Insurance lawyers know that in a first pary insurance claim lawsuit, a claim for attorney fees can be made. When the insurance company challenges the attorney fees claim of the insured, a natural response by the lawyer is to seek to get the information related to what the insurance company paid their lawyers in attorney fees.
Can that be done? The question was answered by the Texas Supreme Court in this recent 2017, opinion. It is styled, In Re National Lloyds Insurance Company, Wardlaw Claims Service, Inc., And Ideal Adjusting, Inc. Relators.
The discovery dispute in this mandamus proceeding arises in the context of multi-district litigation involving allegations of underpaid homeowner insurance claims. The issue is whether a party’s attorney billing information is discoverable when the party challenges an opposing party’s attorney fee request as unreasonable or unnecessary but neither uses its own attorney fees as a comparator nor seeks to recover any portion of its own fees. This Court held that under such circumstances, (1) compelling en masse production of a party’s billing records invades the attorney work product privilege; the privilege is not waived merely because the party resisting discovery has challenged the opponent’s attorney fee request; and (3) such information is ordinarily not discoverable.

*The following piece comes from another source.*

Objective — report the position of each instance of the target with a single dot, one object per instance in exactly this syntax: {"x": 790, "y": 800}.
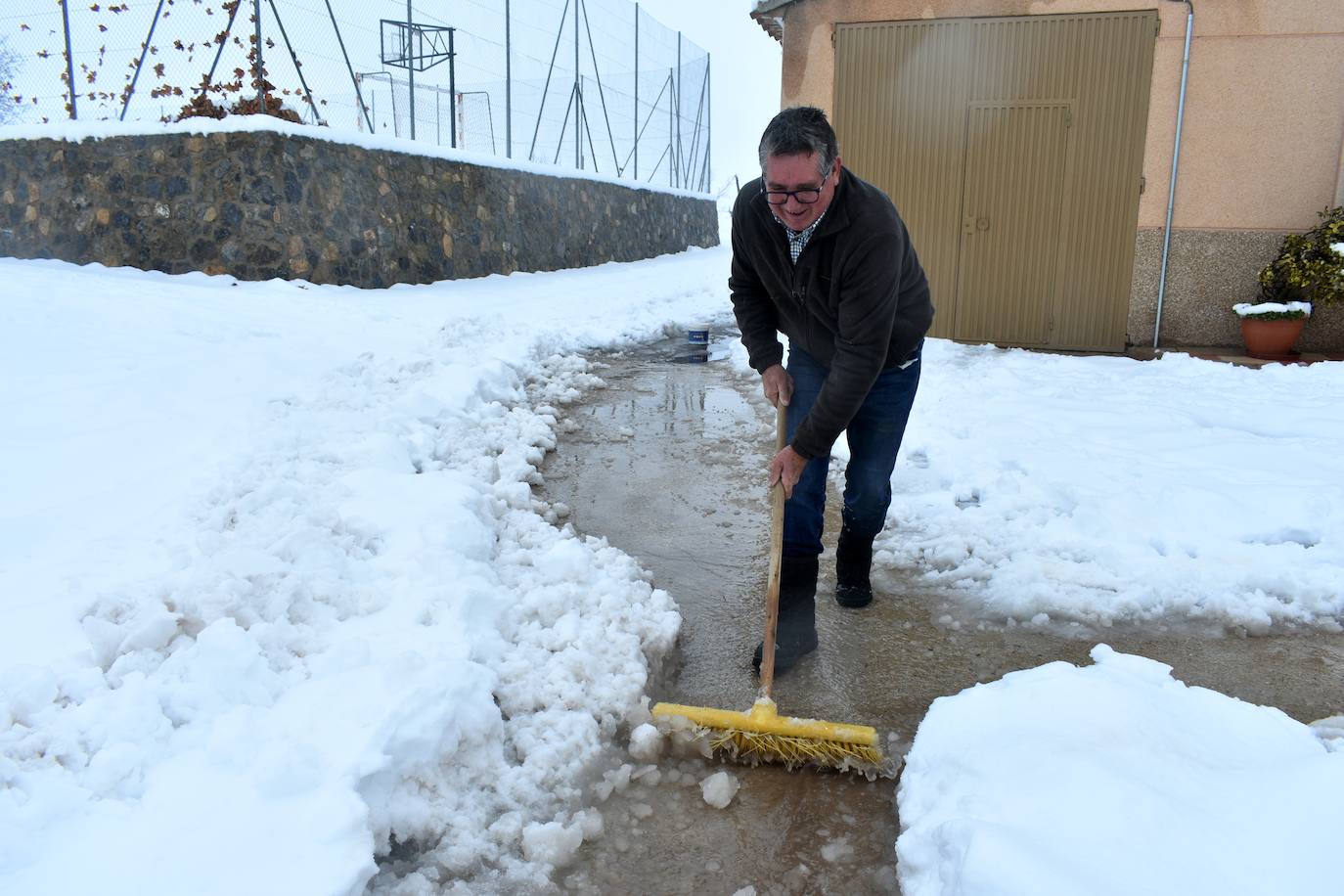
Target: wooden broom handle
{"x": 772, "y": 602}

To the extent factual information about hourly rates and aggregate attorney fees is not privileged, that information is generally irrelevant and non-discoverable because it does not establish the reasonableness and necessity of the attorney fees an opposing party has incurred. A party’s litigation expenditures reflect only the value that party has assigned to litigating the matter, which may be influenced by myriad party specific interests. Absent a fee shifting claim, a party’s attorney fee expenditures need not be reasonable or necessary for the particular case. Barring unusual circumstances, allowing discovery of such information would spawn unnecessary case within a case litigation devoted to determining the reasonableness and necessity of attorney fee expenditures that are not at issue in the litigation. This is not a proper discovery objective. The Court therefore conditionally granted mandamus relief and directed the trial court to vacate it’s order for the insurance company and its agents to produce information about its attorney fee arrangements.
This case is a 33 page opinion that needs to be read by insurance lawyers since almost all insurance lawsuits are going to involve claims for attorney fees. The opinion involves lengthy discussions about attorney-client privilege and attorney work-product privilege. Plus, the opinion offers a lengthy discussion on relevance.